Slicing list inside a method (Python 3)

对着背影说爱祢 提交于 2020-01-02 11:14:33

问题


I have a method like the following:

def slice_list(my_list, slice_point):
    my_list = my_list[:slice_point]
    print("Inside method: ", my_list)

    return 

I have a test for it like the following:

if __name__ == "__main__":
    my_list = [1,2,3,4,5]
    slice_point = 3

    slice_list(my_list, slice_point)
    print("Outside method: ", my_list)

The output I get is not what I expected for, in the sense that the list is not ultimately edited

>>>Inside method:  [1, 2, 3]
>>>Outside method:  [1, 2, 3, 4, 5]

But when I do an append to the list, it does edit the list for good, as this example shows:

def append_to_list(my_list, element):
    my_list.append(element)
    print("Inside method: ", my_list)

    return 

if __name__ == "__main__":
    my_list = [1,2,3,4,5]
    append_to_list(my_list, "new element")
    print("Outside method: ", my_list)

Which gives the following output:

>>>Inside method:  [1, 2, 3, 4, 5, 'new element']
>>>Outside method:  [1, 2, 3, 4, 5, 'new element']

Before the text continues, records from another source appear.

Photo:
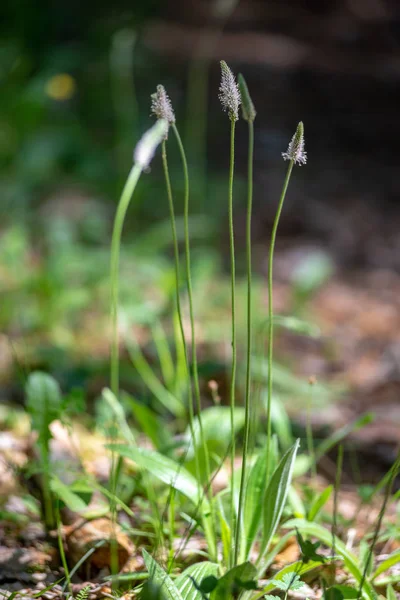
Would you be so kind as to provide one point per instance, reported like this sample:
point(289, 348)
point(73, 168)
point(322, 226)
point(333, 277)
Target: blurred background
point(76, 80)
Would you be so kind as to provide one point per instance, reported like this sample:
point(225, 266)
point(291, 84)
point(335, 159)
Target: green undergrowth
point(205, 474)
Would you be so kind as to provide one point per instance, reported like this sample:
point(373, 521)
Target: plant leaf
point(242, 577)
point(70, 499)
point(298, 567)
point(390, 561)
point(255, 493)
point(275, 496)
point(165, 469)
point(149, 422)
point(189, 583)
point(43, 403)
point(319, 502)
point(161, 578)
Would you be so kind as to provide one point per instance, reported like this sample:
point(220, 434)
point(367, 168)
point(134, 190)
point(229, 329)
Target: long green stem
point(249, 336)
point(191, 318)
point(270, 302)
point(178, 300)
point(123, 204)
point(233, 330)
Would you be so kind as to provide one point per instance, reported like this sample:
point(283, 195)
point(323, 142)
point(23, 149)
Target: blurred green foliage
point(59, 122)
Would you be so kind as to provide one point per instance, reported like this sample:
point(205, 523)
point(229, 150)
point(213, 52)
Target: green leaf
point(192, 581)
point(149, 423)
point(390, 561)
point(255, 493)
point(163, 395)
point(309, 549)
point(319, 502)
point(275, 496)
point(298, 567)
point(326, 537)
point(390, 593)
point(216, 422)
point(340, 592)
point(165, 469)
point(43, 402)
point(297, 325)
point(242, 577)
point(334, 439)
point(161, 578)
point(289, 581)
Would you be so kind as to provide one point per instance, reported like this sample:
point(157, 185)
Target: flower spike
point(229, 92)
point(295, 151)
point(248, 111)
point(161, 105)
point(147, 145)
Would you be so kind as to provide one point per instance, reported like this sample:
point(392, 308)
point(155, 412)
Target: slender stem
point(177, 283)
point(192, 324)
point(392, 476)
point(249, 336)
point(178, 301)
point(270, 300)
point(123, 204)
point(309, 432)
point(233, 330)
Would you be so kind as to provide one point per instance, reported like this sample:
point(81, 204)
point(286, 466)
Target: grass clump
point(249, 520)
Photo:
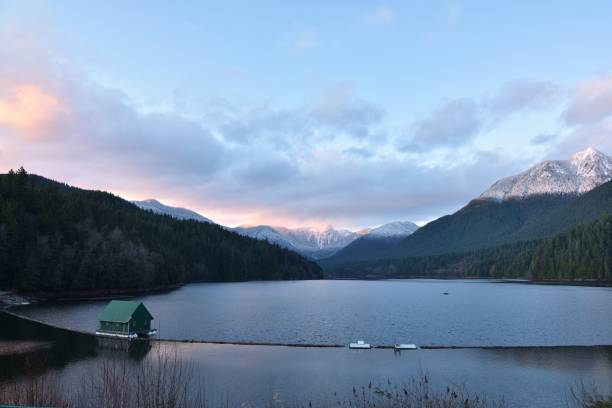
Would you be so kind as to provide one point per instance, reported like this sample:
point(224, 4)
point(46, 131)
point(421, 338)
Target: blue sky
point(301, 113)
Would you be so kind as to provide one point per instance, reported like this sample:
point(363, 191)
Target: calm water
point(259, 374)
point(382, 312)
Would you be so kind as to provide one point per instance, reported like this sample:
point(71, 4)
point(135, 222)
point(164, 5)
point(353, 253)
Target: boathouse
point(125, 319)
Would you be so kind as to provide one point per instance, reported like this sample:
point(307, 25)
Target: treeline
point(58, 238)
point(582, 253)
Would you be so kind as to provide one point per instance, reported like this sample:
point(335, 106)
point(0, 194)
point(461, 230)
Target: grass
point(167, 381)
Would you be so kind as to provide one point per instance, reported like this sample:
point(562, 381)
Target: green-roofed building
point(125, 319)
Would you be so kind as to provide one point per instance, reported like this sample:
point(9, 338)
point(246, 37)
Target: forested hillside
point(57, 238)
point(582, 253)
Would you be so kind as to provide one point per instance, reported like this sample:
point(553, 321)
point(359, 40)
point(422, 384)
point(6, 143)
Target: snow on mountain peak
point(176, 212)
point(393, 229)
point(584, 171)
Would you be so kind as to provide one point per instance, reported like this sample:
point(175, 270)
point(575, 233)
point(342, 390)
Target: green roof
point(121, 311)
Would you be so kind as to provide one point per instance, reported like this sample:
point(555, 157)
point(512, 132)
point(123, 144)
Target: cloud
point(383, 15)
point(336, 113)
point(543, 138)
point(519, 95)
point(591, 101)
point(597, 135)
point(458, 121)
point(326, 160)
point(30, 110)
point(451, 125)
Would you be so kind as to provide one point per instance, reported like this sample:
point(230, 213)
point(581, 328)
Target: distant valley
point(311, 242)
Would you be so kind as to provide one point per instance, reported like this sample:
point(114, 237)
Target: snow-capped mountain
point(310, 242)
point(176, 212)
point(583, 172)
point(395, 229)
point(317, 244)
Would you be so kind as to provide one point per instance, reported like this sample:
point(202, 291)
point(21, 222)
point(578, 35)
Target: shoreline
point(313, 345)
point(10, 298)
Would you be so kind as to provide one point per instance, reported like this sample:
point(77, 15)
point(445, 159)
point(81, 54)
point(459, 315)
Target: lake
point(474, 313)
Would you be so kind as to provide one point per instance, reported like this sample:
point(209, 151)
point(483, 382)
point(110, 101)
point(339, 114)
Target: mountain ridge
point(582, 172)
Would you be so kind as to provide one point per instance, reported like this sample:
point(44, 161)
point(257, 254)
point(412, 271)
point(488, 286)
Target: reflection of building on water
point(125, 320)
point(136, 349)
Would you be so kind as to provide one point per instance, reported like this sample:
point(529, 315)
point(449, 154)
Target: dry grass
point(165, 381)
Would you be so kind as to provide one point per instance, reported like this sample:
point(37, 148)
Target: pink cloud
point(30, 111)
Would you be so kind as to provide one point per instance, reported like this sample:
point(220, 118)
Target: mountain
point(582, 254)
point(318, 244)
point(59, 239)
point(397, 229)
point(583, 172)
point(547, 204)
point(176, 212)
point(310, 242)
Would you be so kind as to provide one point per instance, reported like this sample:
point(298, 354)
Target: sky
point(311, 113)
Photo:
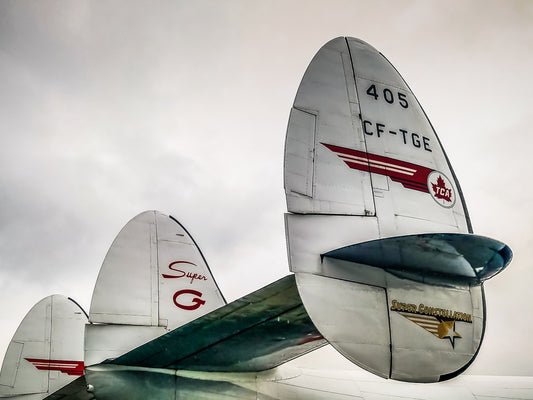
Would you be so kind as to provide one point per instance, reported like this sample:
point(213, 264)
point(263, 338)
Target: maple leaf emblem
point(441, 191)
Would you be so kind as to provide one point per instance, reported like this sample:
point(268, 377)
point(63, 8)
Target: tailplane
point(46, 352)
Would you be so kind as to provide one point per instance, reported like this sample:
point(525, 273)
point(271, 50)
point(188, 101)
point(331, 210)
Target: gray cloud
point(109, 109)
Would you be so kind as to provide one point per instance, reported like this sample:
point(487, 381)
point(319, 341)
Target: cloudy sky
point(111, 108)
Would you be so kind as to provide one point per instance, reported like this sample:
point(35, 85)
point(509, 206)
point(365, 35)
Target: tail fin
point(46, 352)
point(378, 232)
point(153, 279)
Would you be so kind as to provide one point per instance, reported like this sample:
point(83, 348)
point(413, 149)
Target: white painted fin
point(153, 279)
point(378, 233)
point(359, 143)
point(46, 352)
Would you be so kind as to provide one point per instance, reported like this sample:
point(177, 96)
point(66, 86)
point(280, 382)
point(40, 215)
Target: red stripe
point(416, 181)
point(66, 367)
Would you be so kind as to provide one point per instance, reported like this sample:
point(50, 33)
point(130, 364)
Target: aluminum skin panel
point(153, 275)
point(45, 353)
point(320, 184)
point(399, 136)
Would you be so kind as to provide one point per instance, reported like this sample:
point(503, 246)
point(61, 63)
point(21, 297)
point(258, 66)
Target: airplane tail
point(46, 352)
point(378, 232)
point(153, 279)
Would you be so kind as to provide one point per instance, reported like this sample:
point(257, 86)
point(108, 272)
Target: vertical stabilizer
point(46, 352)
point(378, 232)
point(153, 279)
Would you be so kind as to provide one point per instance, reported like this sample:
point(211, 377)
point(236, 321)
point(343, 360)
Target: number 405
point(388, 95)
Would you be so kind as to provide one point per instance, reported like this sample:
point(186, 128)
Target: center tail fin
point(153, 279)
point(378, 233)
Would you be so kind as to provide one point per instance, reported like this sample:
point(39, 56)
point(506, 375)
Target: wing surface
point(254, 333)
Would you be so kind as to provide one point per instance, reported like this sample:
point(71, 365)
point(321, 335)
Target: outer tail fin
point(378, 231)
point(153, 279)
point(46, 352)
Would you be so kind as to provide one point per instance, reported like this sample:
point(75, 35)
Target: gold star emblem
point(446, 330)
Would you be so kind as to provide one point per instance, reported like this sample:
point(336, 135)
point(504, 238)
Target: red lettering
point(180, 273)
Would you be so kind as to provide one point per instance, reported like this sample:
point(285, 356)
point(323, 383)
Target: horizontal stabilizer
point(256, 332)
point(435, 257)
point(75, 390)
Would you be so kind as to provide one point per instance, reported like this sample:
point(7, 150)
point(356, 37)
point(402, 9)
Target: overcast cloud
point(111, 108)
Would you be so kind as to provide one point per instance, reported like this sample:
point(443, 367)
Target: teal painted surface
point(254, 333)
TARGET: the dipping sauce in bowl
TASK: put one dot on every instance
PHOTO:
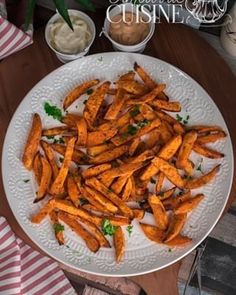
(128, 29)
(63, 39)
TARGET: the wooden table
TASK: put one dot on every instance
(176, 44)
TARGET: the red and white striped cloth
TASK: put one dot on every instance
(12, 39)
(24, 271)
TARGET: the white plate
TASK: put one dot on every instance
(141, 255)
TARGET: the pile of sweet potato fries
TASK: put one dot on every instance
(123, 141)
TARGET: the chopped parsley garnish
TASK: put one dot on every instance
(132, 130)
(135, 111)
(108, 228)
(58, 227)
(129, 229)
(61, 159)
(53, 111)
(199, 167)
(83, 201)
(106, 141)
(143, 123)
(179, 118)
(89, 91)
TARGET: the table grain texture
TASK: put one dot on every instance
(175, 44)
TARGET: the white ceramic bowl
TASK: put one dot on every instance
(129, 7)
(64, 57)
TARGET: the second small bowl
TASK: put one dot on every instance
(128, 7)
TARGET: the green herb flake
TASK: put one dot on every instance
(83, 201)
(53, 111)
(135, 111)
(152, 180)
(50, 136)
(132, 130)
(129, 229)
(108, 228)
(58, 227)
(179, 118)
(89, 91)
(143, 123)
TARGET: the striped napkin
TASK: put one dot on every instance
(24, 271)
(12, 39)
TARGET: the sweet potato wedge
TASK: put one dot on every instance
(167, 105)
(170, 172)
(58, 183)
(96, 232)
(138, 214)
(132, 87)
(179, 241)
(133, 146)
(82, 132)
(148, 81)
(159, 212)
(99, 137)
(148, 97)
(32, 143)
(119, 243)
(43, 212)
(202, 180)
(189, 204)
(127, 136)
(127, 190)
(95, 170)
(159, 183)
(153, 233)
(213, 137)
(68, 207)
(170, 148)
(62, 130)
(77, 156)
(185, 151)
(98, 149)
(50, 156)
(95, 183)
(207, 152)
(109, 155)
(58, 228)
(45, 180)
(175, 227)
(37, 168)
(73, 190)
(103, 201)
(94, 103)
(91, 242)
(118, 185)
(116, 106)
(172, 202)
(77, 92)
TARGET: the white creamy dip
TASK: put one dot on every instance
(63, 39)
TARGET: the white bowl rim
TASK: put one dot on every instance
(66, 55)
(144, 41)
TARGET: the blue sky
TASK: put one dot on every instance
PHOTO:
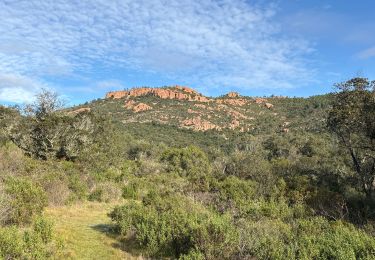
(85, 48)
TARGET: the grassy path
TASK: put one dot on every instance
(84, 228)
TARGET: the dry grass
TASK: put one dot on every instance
(86, 232)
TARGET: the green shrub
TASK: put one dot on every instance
(34, 243)
(27, 200)
(105, 192)
(190, 162)
(172, 225)
(11, 243)
(314, 238)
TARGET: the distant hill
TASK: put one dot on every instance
(185, 108)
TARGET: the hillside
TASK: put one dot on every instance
(185, 108)
(169, 173)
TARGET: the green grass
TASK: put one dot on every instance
(85, 230)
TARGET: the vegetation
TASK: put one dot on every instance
(111, 183)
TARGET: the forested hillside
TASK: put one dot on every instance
(195, 177)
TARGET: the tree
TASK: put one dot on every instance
(352, 119)
(47, 131)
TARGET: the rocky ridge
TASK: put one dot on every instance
(194, 111)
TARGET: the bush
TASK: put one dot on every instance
(174, 226)
(105, 192)
(27, 200)
(314, 238)
(34, 243)
(190, 162)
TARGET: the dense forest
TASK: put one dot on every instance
(298, 184)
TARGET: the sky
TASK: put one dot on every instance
(84, 48)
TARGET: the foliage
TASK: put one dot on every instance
(170, 225)
(352, 120)
(26, 200)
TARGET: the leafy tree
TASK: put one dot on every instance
(47, 131)
(352, 119)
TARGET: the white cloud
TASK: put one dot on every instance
(367, 53)
(18, 89)
(218, 43)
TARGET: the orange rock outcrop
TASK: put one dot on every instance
(199, 124)
(178, 92)
(131, 105)
(233, 94)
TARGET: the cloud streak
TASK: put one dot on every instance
(210, 43)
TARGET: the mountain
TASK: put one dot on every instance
(185, 108)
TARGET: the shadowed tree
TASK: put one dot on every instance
(352, 119)
(48, 131)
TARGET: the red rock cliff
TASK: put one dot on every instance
(178, 92)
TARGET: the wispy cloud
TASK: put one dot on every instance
(18, 89)
(367, 53)
(213, 43)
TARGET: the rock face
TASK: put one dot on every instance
(199, 124)
(260, 100)
(233, 94)
(131, 105)
(234, 102)
(268, 105)
(178, 92)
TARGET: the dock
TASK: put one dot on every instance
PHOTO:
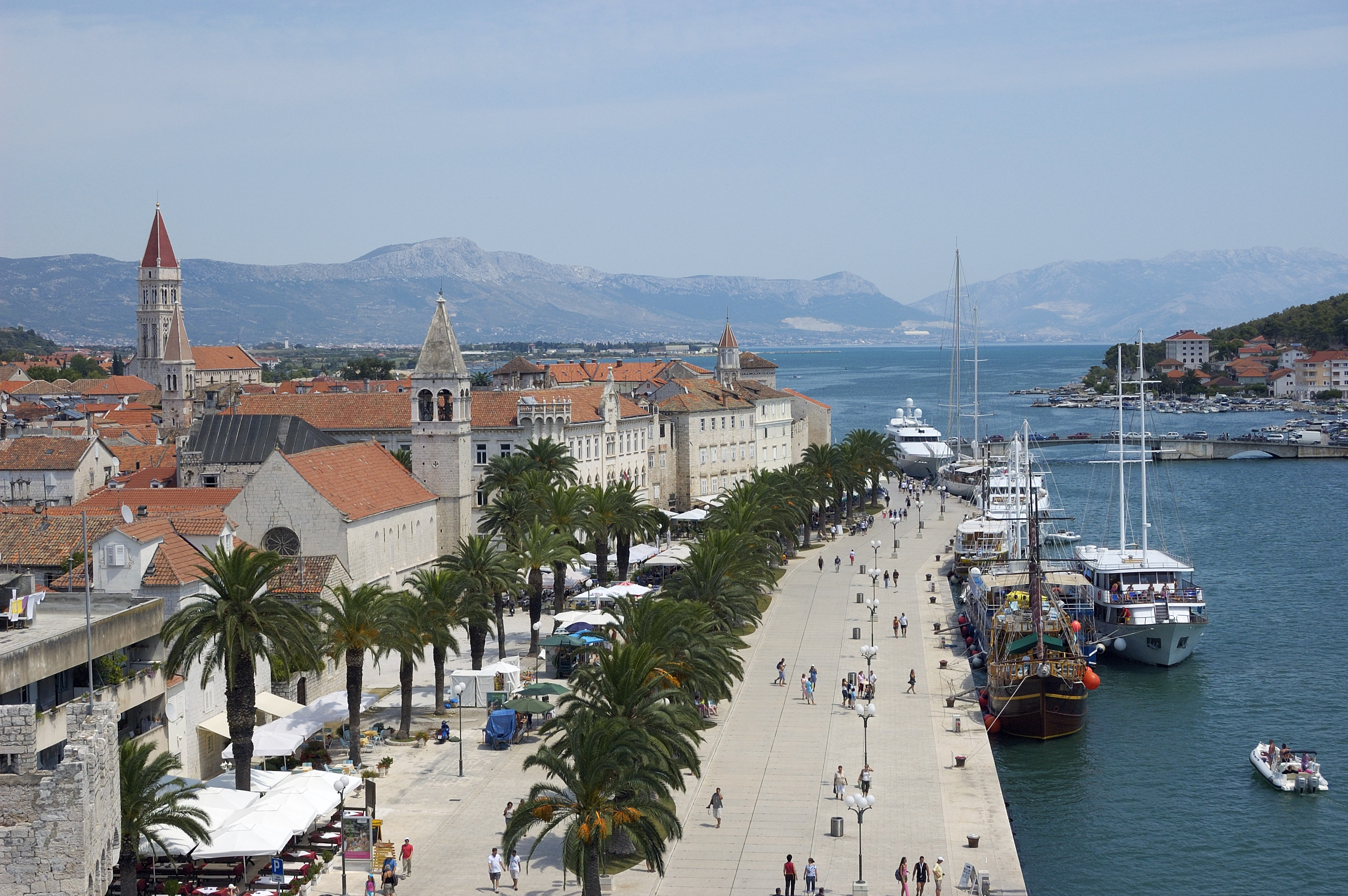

Why does the slice not change the list for good?


回答1:


Try this instead:

my_list[:] = my_list[:slice_point]

Your old method just points the name my_list at a new object, i.e. at the copy returned by the slice.

The suggestion I've proposed above, however, modifies the object which my_list originally pointed at without rebinding that name.